Endoscopy with convex probe endobronchial ultrasound (EBUS) blue arrow indicating the block of lymph-nodes.

Discussion

It is known from the epidemiological study of survivors of atomic bomb irradiation [8,9] and it has been suggested and observed in clinical practice that irradiation of surrounding tissues can cause second cancers [10,11]. The benefits of radiotherapy outweigh the risks of developing subsequent cancers, therefore methods of minimizing the radiation dose delivered to surrounding tissues or the volume should be further investigated. However; there also other factors contributing to carcinogenesis like; environmental exposure to carcinogens, genetic predisposition, misdiagnosis of metastases as primary cancers, reproductive factors. Therefore increased medical surveillance should follow the first cancer for treatment-related effects. It has been observed that genetic and environmental predisposition may increase the incidence of a second cancer, while treatment related tumors are expected to develop some time after an iatrogenic effect. Previous clinical observations indicate that second cancers after an exposure to radiation would develop within a time window of 5 years for leukemia and 10 years for solid tumors [[12], [13], [14], [15], [16], [17]]. Previously it has been suggested that a certain latency period passes before a new tumor appears. There is a clear association between latency time and cancer type. Moreover; chemotherapy can induce second cancer development [18]. An excess incidence of acute myeloid leukemia and myelodysplastic syndrome has been associated with therapy in those patients who received doxorubicin when compared with those who received doxorubicin combined with cyclophosphamide therapy [16]. The incidence was higher in those patients that received intensified cyclophosphamide doses (requiring granulocyte colony-stimulating factor support).
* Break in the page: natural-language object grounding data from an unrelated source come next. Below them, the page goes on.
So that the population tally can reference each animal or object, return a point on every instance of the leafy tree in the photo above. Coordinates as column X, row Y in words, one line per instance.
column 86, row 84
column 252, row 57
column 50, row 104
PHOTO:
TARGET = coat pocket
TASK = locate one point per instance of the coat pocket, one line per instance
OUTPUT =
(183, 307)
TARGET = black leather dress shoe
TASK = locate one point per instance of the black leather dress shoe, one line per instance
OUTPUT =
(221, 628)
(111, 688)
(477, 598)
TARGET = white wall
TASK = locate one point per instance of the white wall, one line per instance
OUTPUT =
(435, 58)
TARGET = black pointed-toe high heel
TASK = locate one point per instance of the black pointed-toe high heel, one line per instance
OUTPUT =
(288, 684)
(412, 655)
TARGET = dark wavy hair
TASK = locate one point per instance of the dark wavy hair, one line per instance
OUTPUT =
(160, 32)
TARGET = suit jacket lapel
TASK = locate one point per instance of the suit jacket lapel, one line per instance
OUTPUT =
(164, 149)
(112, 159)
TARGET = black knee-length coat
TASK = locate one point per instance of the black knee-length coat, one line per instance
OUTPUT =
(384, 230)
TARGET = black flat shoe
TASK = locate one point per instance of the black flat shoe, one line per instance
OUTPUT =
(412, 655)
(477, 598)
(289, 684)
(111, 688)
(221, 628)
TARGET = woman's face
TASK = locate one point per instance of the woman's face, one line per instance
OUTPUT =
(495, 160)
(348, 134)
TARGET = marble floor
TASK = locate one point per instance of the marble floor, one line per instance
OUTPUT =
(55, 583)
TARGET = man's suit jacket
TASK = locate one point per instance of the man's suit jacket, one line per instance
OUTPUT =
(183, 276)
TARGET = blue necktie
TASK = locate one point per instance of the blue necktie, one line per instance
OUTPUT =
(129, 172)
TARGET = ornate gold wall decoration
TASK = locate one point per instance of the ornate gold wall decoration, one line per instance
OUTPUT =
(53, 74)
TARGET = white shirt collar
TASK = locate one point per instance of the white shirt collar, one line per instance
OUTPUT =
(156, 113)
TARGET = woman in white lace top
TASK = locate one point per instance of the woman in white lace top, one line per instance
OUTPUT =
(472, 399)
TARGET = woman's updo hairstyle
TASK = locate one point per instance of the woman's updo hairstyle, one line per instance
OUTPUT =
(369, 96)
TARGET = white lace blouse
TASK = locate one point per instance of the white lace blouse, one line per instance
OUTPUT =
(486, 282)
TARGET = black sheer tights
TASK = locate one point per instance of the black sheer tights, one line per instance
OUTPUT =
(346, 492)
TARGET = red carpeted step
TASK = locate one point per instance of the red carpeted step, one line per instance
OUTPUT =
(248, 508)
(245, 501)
An excess incidence of lung cancer has been observed at 10 years or more after radiotherapy, in several studies [17,19]. In our case we have an association of radiotherapy, chemotherapy and secondary factors which we believe were smoking history and genetic predisposition. The patient is under close follow-up to date.

Disclosure

The authors declare no conflict of interest.